Per ora l’unica cosa che par di capire è che il cuore del c.d. “donatore” (volens, nolens) si sia trovato ad un certo punto in stato di arresto e che in un secondo momento sia stato “riattivato”: ma per quanto tempo lo sia stato, se l’arresto si sia prodotto ancora nel torace da cui è stato prelevato, e soprattutto se sia stato spontaneo o provocato dai medici, che lo avrebbero poi riattivato dopo il prelievo e quindi in ambiente extracorporeo prima del trapianto (ma allora perché non riattivarlo nella sua primitiva sede?), sono tutte domande per ora senza risposta, e francamente non riesco ad immaginare alcun tipo di risposta in grado di far dileguare il “fumus” di omicidio premeditato e pluriaggravato.

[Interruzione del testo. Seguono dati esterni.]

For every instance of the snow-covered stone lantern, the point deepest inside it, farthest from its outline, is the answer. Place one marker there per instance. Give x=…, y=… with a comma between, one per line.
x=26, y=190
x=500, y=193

Tanto più che sul sito dell’Huffington Post USA trovo questa ammissione, riguardante il primo triplice trapianto di questo genere (avvenuto a Sydney nell’ottobre 2014) che la dice, mi pare, chiara:
“The donor hearts used in three separate procedures at St. Vincent’s Hospital in Sydney weren’t actually dead [grassetto e sottolineatura dell’autore]. But they had stopped beating for about 20 minutes before being resuscitated and transplanted into the patients, The Sydney Morning Herald reported.”
Dott. Luca Poli
Visto l’interesse suscitato da questo articolo (basta leggere i commenti in calce), si veda anche la risposta al dottor Poli della bioeticista Giorgia Brambilla cliccando qui
Note:
- Si vedano le definizioni di morte dei più prestigiosi Dizionari Medici citate dal sottoscritto nell’intervista Il paziente è “clinicamente” morto? alla rivista Notizie ProVita, n.28 – Marzo 2015, “Il Fine Vita”.
- Si veda sempre l’intervista Il paziente è “clinicamente” morto? su Notizie ProVita, n.28 – Marzo 2015, “Il Fine Vita”.
- SI MUORE PER DECRETO, e per dirla con Hobbes, AUCTORITAS NON VERITAS FACIT LEGEM. Tale formulazione demanda infatti al solo Ministro della Sanità, escludendo definitivamente qualsiasi passaggio parlamentare, ogni ridefinizione e rimaneggiamento a piacere dei criteri per l’accertamento della “morte cerebrale” e poi, come vedremo subito, anche della “morte cardiaca”, diagnosi che equivalgono ad una sentenza capitale inappellabile.